甘やかす



 カタカタ言いながら首を振る扇風機が、自分の方に顔を向けたその時を狙い、足を伸ばす。
 両足で扇風機の頭を挟んで固定すると、ガ、ガ、と無体に抗議するような不快な声を上げ、それに気付いたカイジさんが眉を寄せて一言、「やめろ」と言った。
 無視して続けていると、カイジさんは疲れた顔をして黙ってしまった。


 カイジさんの部屋には冷房がない。唯一、涼を得る道具である扇風機をフル稼働させても、三十五度越えの酷暑の中では焼け石に水だ。
 だから少しでも体の熱を逃がすため、この部屋では大抵こうして、二人でだらりと床に寝そべっている。
 板張りの床は最初こそ冷たいが、すぐに体温が移って温くなる。
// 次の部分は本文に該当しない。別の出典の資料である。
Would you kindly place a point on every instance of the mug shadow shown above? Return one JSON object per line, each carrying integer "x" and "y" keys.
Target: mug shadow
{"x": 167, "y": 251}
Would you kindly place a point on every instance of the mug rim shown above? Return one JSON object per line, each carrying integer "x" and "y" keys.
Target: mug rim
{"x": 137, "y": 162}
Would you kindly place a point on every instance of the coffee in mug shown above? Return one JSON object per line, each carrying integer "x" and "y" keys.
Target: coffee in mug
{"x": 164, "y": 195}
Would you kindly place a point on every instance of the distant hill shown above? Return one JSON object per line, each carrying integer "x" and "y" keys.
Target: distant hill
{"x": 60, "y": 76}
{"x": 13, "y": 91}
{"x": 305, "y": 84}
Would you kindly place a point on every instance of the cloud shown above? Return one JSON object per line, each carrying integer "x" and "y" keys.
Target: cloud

そうなったら寝返りをうち、別の場所に体をつける。延々、その繰り返し。

 脳味噌までとろけそうな自堕落さ。カイジさんはオレのいない日でも、日がな一日、こんなことを飽きもせず続けているのだろう。つくづく、ダメな大人の典型だと思う。それに兎や角言うつもりもないけど。
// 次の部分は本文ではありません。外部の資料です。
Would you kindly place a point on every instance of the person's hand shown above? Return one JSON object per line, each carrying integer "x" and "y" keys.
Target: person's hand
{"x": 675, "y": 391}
 朝からつけっぱなしのテレビの中では高校球児が汗を流している。
 四回裏、金属バットが胸のすくような音をたて、画面の中がにわかに騒がしくなったころ、カイジさんがむくりと体を起こし、立ち上がった。

「どこにいくの」
「涼しいところ」
「オレもいく」
「ガキは入れねぇよ」
「なんだ、パチンコ屋か」

 寝返りをうって起き上がると、フローリングの床が汗で濡れていた。
「オレもいくってば」
 カイジさんのあとについて玄関までいくと、ものすごく嫌そうな顔をされた。

 見慣れた顔だ。気にせずスニーカーに履き替える。

 ひとが嫌い、ひとりが好き。
 だから本当は、こんな風につきまとわれるのはうっとうしいのだろう。だけどそれを口に出すことはしない。面倒臭がりなうえ、いまいち残酷になりきれないのだ、この人は。
 そこにつけこんでいる。悪いとは思わない。

 カン、カン、と乾いた靴音を重ねながら、階段を下りる。前を行くカイジさんの、つむじを見ながら考える。
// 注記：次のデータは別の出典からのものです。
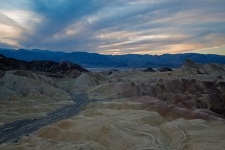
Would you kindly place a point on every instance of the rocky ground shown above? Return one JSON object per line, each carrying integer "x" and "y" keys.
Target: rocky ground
{"x": 135, "y": 109}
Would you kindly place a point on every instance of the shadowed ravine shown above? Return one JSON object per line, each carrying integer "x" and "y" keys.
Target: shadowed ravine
{"x": 11, "y": 132}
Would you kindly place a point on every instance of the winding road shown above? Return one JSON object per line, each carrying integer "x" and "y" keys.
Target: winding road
{"x": 11, "y": 132}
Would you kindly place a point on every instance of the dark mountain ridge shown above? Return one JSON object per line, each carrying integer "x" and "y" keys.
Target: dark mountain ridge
{"x": 86, "y": 59}
{"x": 38, "y": 65}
 オレもいく、っていうのは、もちろん冗談だった。さすがにパチンコ屋についていくわけにもいかないだろう。そんなことをしたら、カイジさんは即刻出入り禁止だ。
 だから、嫌がらせはここでやめにして、クーラーのガンガンに効いている雀荘にでもいくつもりだった。



 駐輪スペースに下り、ボロい自転車のスタンドを蹴るカイジさんをぼーっと眺めていると、オレを振り返って不審そうな顔で訊いてきた。

「……乗らねぇの?」

 当然のような顔で、指差されたのは自転車の後ろ。
 予想外の言葉に、うまい返しを思い付かなくて、出てきたことばは馬鹿みたいな疑問符だった。

「……いいの?」
「いいのもなにもお前、オレも行くって言ってたじゃねぇか」

 さすがにパチ屋には行けねぇから……、涼しい場所……、喫茶店かどっかかな。

 カイジさんは、ひとりでぶつぶつなにか言っている。
 オレはというと、なんだか裏切られたような気分がしていた。

 本当は、パチンコ屋に行きたいくせに。
 はやく、ひとりになりたいくせに。

 カイジさんは時々、こんな風にオレを甘やかす。

 静かに悔しく、歯噛みしたいような気持ちになった。
 甘やかされたいと望んだわけではない。本当に、ここで別れるつもりだった。別れてやるつもりだった、カイジさんが嫌がるから。
 それなのに、息をするような自然さで甘やかされると、思い知らされるのだ。

 こんな駄目人間でも、カイジさんはオトナで。
 この人にとって、オレはまだまだガキなのだと。甘やかしの対象なのだと。

 腹が立つ。むしゃくしゃする。だが雀荘へ行くという選択肢は、カイジさんに誘われた時点でオレのなかから完全に消えてしまっている。
 甘やかしでもなんでも、本当はこの人と居たいから。

 こんなときばかりオトナの顔をして、なに食わぬ顔でオレを突き放す。
 八年。永遠に埋まらないその年数。忘れていたいそれを、こんな風に思い出させるなんて。

「ずるいよね」

 呟いた声は、降るような蝉の声に掻き消された。
 間延びした声で「なにか言ったかー?」と訊いてくるカイジさんに、

「早く出して、っつったの」

 と返して、その肩に手を置いた。




※自転車のふたりのりは違法です。